Until recently, I'd considered the decision by most systems implementors/vendors to keep plain int
32-bit even on 64-bit machines a sort of expedient wart. With modern C99 fixed-size types (int32_t
and uint32_t
, etc.) the need for there to be a standard integer type of each size 8, 16, 32, and 64 mostly disappears, and it seems like int
could just as well be made 64-bit.
However, the biggest real consequence of the size of plain int
in C comes from the fact that C essentially does not have arithmetic on smaller-than-int
types. In particular, if int
is larger than 32-bit, the result of any arithmetic on uint32_t
values has type signed int
, which is rather unsettling.
Is this a good reason to keep int
permanently fixed at 32-bit on real-world implementations? I'm leaning towards saying yes. It seems to me like there could be a huge class of uses of uint32_t
which break when int
is larger than 32 bits. Even applying the unary minus or bitwise complement operator becomes dangerous unless you cast back to uint32_t
.
Of course the same issues apply to uint16_t
and uint8_t
on current implementations, but everyone seems to be aware of and used to treating them as "smaller-than-int
" types.
As you say, I think that the promotion rules really are the killer. uint32_t
would then promote to int
and all of a sudden you'd have signed arithmetic where almost everybody expects unsigned.
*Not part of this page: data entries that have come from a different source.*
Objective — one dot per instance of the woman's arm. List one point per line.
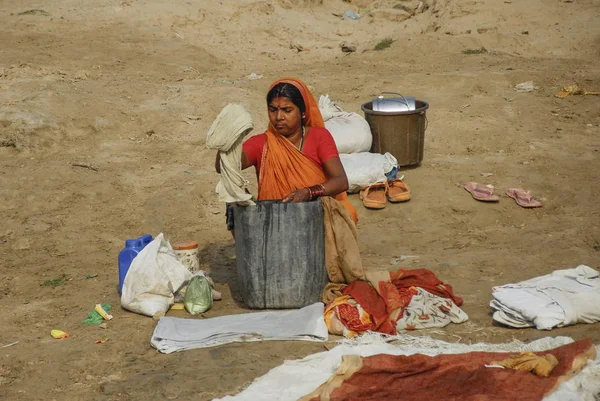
(245, 163)
(336, 184)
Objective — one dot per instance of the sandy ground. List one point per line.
(131, 87)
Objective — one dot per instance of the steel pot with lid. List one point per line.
(393, 104)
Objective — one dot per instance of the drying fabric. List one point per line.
(226, 135)
(541, 365)
(296, 378)
(177, 334)
(362, 309)
(561, 298)
(426, 279)
(345, 317)
(284, 168)
(458, 377)
(427, 311)
(342, 256)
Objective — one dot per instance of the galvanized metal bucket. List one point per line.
(393, 104)
(401, 133)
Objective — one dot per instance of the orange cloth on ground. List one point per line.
(284, 168)
(541, 365)
(418, 377)
(362, 309)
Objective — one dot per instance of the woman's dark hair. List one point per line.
(283, 89)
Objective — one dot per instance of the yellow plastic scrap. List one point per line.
(573, 90)
(59, 334)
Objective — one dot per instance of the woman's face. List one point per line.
(285, 116)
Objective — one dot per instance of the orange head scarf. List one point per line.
(284, 168)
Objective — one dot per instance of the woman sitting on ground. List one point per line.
(296, 159)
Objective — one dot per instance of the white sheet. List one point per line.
(561, 298)
(295, 379)
(176, 334)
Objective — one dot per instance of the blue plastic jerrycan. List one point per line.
(132, 248)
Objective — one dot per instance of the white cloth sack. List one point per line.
(350, 131)
(175, 334)
(561, 298)
(154, 275)
(226, 135)
(364, 169)
(295, 379)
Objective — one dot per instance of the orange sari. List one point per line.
(284, 168)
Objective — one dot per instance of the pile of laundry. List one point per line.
(393, 301)
(561, 298)
(421, 368)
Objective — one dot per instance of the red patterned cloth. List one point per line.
(449, 377)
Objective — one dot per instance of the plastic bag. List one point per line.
(154, 275)
(364, 169)
(350, 131)
(198, 296)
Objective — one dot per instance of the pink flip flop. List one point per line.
(480, 192)
(523, 198)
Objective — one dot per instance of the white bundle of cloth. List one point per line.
(226, 135)
(350, 131)
(562, 298)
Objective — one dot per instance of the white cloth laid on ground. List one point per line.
(427, 310)
(561, 298)
(176, 334)
(294, 379)
(226, 135)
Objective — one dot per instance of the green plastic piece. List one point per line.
(198, 296)
(94, 317)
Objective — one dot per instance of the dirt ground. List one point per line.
(131, 87)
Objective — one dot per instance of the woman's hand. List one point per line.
(300, 195)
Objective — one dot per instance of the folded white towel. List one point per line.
(561, 298)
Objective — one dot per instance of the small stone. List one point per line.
(22, 244)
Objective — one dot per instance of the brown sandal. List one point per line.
(523, 198)
(374, 196)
This would be mostly hidden in places where you do just arithmetic and assign back to an uint32_t
. But it could be deadly in places where you do comparison to constants. Whether code that relies on such comparisons without doing an explicit cast is reasonable, I don't know. Casting constants like (uint32_t)1
can become quite tedious. I personally at least always use the suffix U
for constants that I want to be unsigned, but this already is not as readable as I would like.
Also have in mind that uint32_t
etc are not guaranteed to exist. Not even uint8_t
. The enforcement of that is an extension from POSIX. So in that sense C as a language is far from being able to make that move.